A systematic way to assess how well the normal distribution fits the data is to check if the observed and predicted proportions match. In general, this is the approach of the quantile-quantile plot (QQ-plot).
First let’s define the theoretical quantiles for the normal
distribution. In statistics books we use the symbol \(\Phi(x)\) to
define the function that gives us the probability of a standard normal
distribution being smaller than \(x\). So, for example,
\(\Phi(-1.96) = 0.025\) and \(\Phi(1.96) = 0.975\). In R, we can
evaluate \(\Phi\) using the pnorm
function:
pnorm(-1.96)
#> [1] 0.025
The inverse function \(\Phi^{-1}(x)\) gives us the theoretical
quantiles for the normal distribution. So, for example,
\(\Phi^{-1}(0.975) = 1.96\). In R, we can evaluate the inverse of
\(\Phi\) using the qnorm
function.
qnorm(0.975)
#> [1] 1.96
Note that these calculations are for the standard normal distribution by
default (mean = 0, standard deviation = 1), but we can also define these
for any normal distribution. We can do this using the mean
and sd
arguments in the pnorm
and qnorm
function. For example, we can use
qnorm
to determine quantiles of a distribution with a specific average
and standard deviation
qnorm(0.975, mean = 5, sd = 2)
#> [1] 8.92
For the normal distribution, all the calculations related to quantiles
are done without data, thus the name theoretical quantiles. But
quantiles can be defined for any distribution, including an empirical
one. So if we have data in a vector \(x\), we can define the quantile
associated with any proportion \(p\) as the \(q\) for which the
proportion of values below \(q\) is \(p\). Using R code, we can define
q
as the value for which mean(x <= q) = p
. Notice that not all \(p\)
have a \(q\) for which the proportion is exactly \(p\). There are
several ways of defining the best \(q\) as discussed in the help for the
quantile
function.
To give a quick example, for the male heights data, we have that:
mean(x <= 69.5)
#> [1] 0.515
So about 50% are shorter or equal to 69 inches. This implies that if \(p=0.50\) then \(q=69.5\).
The idea of a QQ-plot is that if your data is well approximated by normal distribution then the quantiles of your data should be similar to the quantiles of a normal distribution. To construct a QQ-plot, we do the following:
Let’s construct a QQ-plot using R code. Start by defining the vector of proportions.

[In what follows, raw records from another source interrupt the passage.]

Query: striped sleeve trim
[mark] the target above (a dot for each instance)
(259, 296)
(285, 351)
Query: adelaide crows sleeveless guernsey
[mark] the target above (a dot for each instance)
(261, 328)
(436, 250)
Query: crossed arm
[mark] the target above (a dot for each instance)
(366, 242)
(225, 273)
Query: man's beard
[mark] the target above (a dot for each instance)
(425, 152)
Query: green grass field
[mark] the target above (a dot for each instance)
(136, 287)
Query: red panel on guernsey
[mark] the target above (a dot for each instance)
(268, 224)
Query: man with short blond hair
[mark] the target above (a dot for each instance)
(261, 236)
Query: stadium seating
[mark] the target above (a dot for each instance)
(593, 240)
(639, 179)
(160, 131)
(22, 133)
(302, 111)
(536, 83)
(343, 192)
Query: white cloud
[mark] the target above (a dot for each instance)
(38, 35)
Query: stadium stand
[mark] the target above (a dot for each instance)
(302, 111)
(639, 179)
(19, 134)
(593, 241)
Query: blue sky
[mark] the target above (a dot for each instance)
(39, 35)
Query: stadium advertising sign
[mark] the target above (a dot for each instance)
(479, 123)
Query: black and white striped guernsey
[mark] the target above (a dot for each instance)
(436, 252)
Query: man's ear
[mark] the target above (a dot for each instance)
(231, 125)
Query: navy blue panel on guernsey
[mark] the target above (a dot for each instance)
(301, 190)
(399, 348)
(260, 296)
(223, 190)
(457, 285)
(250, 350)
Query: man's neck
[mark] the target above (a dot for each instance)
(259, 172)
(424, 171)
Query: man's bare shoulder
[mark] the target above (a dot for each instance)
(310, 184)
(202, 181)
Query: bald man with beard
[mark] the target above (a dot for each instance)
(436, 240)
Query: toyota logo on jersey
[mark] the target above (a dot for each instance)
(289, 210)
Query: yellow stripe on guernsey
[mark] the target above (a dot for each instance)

p <- seq(0.05, 0.95, 0.05)
To obtain the quantiles from the data, we can use the quantile
function like this:
sample_quantiles <- quantile(x, p)
To obtain the theoretical normal distribution quantiles with the
corresponding average and SD, we use the qnorm
function:
theoretical_quantiles <- qnorm(p, mean = mean(x), sd = sd(x))
To see if they match or not, we plot them against each other and draw the identity line:
qplot(theoretical_quantiles, sample_quantiles) + geom_abline()

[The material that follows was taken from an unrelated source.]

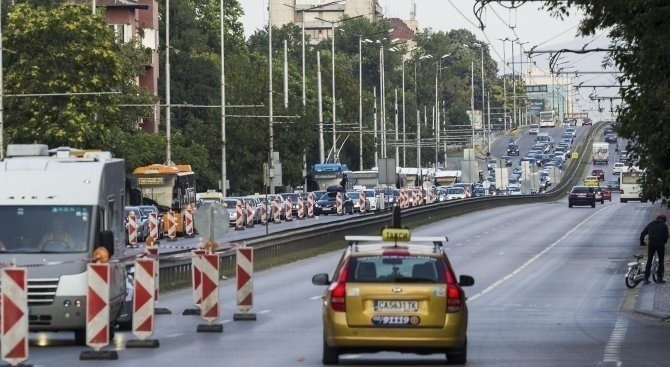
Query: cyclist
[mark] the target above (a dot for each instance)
(657, 232)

Notice that this code becomes much cleaner if we use standard units:
sample_quantiles <- quantile(z, p)
theoretical_quantiles <- qnorm(p)
qplot(theoretical_quantiles, sample_quantiles) + geom_abline()

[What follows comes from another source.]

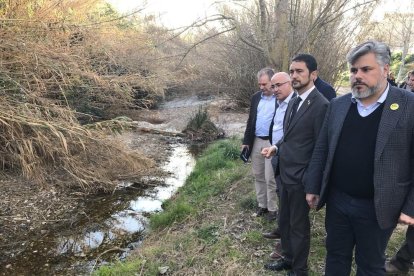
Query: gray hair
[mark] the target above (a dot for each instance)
(381, 50)
(266, 71)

The above code is included to help describe QQ-plots. However, in practice it is easier to use the ggplot2 code described in Section 8.161:
heights %>% filter(sex == "Male") %>%
ggplot(aes(sample = scale(height))) +
geom_qq() +
geom_abline()
While for the illustration above we used 20 quantiles, the default from
the geom_qq
function is to use as many quantiles as data points.